Interest rates, which are typically measured as Annual Percentage Rates (APR), on payday loans are in the range of 400 to 800 percent. They get around (some) laws by charging a short-term loan fee instead of an APR. Of course, years of these high-interest loans caused the government to crack down. Scott Tucker was famously sentenced to 16 years in prison for running an illegal $3.5 billion payday loan company.
And consumer watchdog groups warn auto title loans are just as predatory to consumers as payday loans. On the high end, you’ll get 50 percent of your car’s value in a title loan, as the lender needs to recoup costs related to repossession and resale. So why is CNX using 50 percent of crypto’s value in its examples?
One in five auto title loan borrowers lose their vehicle for failing to repay their debt, according to the Consumer Financial Protection Bureau.
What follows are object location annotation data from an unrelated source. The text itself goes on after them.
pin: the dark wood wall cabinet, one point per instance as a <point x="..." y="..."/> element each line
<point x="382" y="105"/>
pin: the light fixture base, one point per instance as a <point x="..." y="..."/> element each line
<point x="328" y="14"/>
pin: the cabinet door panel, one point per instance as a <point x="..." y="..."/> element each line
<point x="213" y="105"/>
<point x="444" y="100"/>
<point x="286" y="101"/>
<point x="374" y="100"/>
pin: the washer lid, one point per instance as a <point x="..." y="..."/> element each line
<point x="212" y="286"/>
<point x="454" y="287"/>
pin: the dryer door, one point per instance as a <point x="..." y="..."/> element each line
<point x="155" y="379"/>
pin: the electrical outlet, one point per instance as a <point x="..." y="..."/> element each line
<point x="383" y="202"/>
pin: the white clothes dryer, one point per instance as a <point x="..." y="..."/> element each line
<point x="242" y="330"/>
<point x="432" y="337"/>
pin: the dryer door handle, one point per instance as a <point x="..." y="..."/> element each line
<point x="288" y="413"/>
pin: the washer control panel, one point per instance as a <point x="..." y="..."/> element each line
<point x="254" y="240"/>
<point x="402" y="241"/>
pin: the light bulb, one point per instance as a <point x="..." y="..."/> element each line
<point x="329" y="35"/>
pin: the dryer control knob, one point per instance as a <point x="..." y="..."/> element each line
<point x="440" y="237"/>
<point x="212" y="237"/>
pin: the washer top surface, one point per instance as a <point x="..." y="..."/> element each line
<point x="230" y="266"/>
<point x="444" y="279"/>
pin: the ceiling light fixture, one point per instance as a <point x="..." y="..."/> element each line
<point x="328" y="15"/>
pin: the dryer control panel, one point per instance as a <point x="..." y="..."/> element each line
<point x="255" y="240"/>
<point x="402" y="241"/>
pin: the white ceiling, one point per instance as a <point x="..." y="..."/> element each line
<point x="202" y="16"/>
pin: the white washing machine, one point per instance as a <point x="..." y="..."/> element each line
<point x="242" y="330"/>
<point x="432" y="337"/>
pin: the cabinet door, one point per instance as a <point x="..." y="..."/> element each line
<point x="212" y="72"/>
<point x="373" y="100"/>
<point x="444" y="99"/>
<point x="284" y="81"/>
These industries are filled with predatory lenders.
I’m not accusing CNX of anything: but the average consumer should do extra research before signing up with ANY lender. That’s just commonsense.
CNX isn’t a normal registered SEC security. The document on file with the SEC is U.S. SEC form D, signed by Antoni Trenchev representing Cofinex Inc Ltd. and it states CNX is exempt from registering its CNX securities because of Regulation D, Rule 506(c). This means they’re selling restricted securities.
Purchasers of CNX (whether via ICO, crypto exchange, or CNX loan) are legally required to hold CNX for a minimum of six to twelve months. They must then register the securities when selling. Requirements for information disclosure are also provided. In fact, financial disclosure is a vital part in financial regulations across the U.S. and the rest of the world.
CNX goes out of its way to avoid mentioning how much a loan will actually cost (though the minimum APR is 8% or 16% depending on payment method). The CNX Oracle determines the exact terms, but its posted web terms do mention it’s calculated daily. The terms also contain language that the lender may consider you in default at its own discretion, and more.
CNX is a short-term lender, as is SALT Lending. It’s the equivalent of taking out a payday loan or auto title loan: easier to borrow than to pay back. There are cheaper ways to gain liquidity, so use at your own risk.
Summary
CNX is a short-term lending platform that uses cryptocurrency assets to collateralize loans. Over 40 cryptocurrencies are supported, and loans are made instantly in USD or EUR. CNX requires no credit check and you pay no capital gains taxes for loans made against crypto assets. Cnx’s success hinges on these key factors.
- CNX is an ERC-20 token that’s traded as a “restricted security” per the SEC registration exemption filed by CNX.
- CNX repayments can be made in fiat or crypto currencies. If CNX is used to repay the loan, a 50 percent interest rate discount is gained.
- Holding CNX entitles you to higher loan limits and a 30-percent CNX profit-share payment.
With these pieces in place, CNX built a profitable business model. Whether these loans will place undue financial strain on consumers remains to be seen. Short-term lending is a great way to make short-term money, but it’s a high-risk industry for everyone involved.